Question

Consider two concentric spheres whose radii differ by t = 1 nm, the "thickness" of the interface. At what radius (in nm) of sphere does the volume of a shell equal that of the interior sphere? Assume the shell thickness to be t = 1 nm.

Answer 1

Answer:

Radius of the interior sphere = 3.847 nm

Explanation:

The volume of the shell (Vs) is equal to the difference of the volume of the outer sphere (Vo) and the volume of the inner sphere (Vi).
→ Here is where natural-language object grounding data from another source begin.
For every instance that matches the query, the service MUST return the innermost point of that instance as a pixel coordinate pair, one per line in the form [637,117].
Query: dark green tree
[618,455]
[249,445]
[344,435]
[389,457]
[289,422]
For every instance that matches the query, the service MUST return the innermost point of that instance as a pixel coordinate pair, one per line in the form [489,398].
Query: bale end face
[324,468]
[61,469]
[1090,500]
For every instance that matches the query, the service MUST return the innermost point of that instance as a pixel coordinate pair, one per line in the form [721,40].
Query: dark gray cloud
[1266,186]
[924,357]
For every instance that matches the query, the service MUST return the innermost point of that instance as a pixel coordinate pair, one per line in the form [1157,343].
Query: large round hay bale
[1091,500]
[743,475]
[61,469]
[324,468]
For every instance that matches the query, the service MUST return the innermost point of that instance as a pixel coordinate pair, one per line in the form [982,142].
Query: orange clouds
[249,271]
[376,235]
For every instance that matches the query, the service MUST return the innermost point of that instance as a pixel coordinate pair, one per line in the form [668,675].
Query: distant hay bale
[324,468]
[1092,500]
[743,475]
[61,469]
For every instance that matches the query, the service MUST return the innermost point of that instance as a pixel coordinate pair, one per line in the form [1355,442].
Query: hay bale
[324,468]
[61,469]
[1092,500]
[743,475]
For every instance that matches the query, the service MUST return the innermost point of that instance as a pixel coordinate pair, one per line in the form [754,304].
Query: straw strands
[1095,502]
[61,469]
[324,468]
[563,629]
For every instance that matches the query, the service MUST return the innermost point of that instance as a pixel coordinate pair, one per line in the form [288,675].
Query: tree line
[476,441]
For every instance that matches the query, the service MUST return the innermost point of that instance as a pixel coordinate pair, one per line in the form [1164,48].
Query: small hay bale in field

Then:

$V_s=V_o-V_i=V_i\\V_o=2*V_i$

If we express the radius of the outer sphere (ro) in function of the radius of the inner sphere (ri), we have (e being the shell thickness):

$r_o=r_i+e$

The first equation becomes

$\frac{4 \pi}{3}*r_o^{3} = 2 * \frac{4 \pi}{3}*r_i^{3} \\\\\frac{4 \pi}{3}*(r_i+e)^{3} = 2 * \frac{4 \pi}{3}*r_i^{3} \\\\(r_i+e)^{3} = 2 *r_i^{3} \\\\(r_i^{3}+3r_i^{2}e+3r_ie^{2}+e^{3})=2r_i^{3}\\\\-r_i^{3}+3r_i^{2}e+3r_ie^{2}+e^{3}=0\\\\-r_i^{3}+3r_i^{2}+3r_i+1=0$

To find ri that satisfies this equation we have to find the roots of the polynomial.

Numerically, it could be calculated that ri=3.847 nm satisfies the equation.

So if the radius of the interior sphere is 3.847 nm, the volume of the interior sphere is equal to the volume of the shell of 1nm.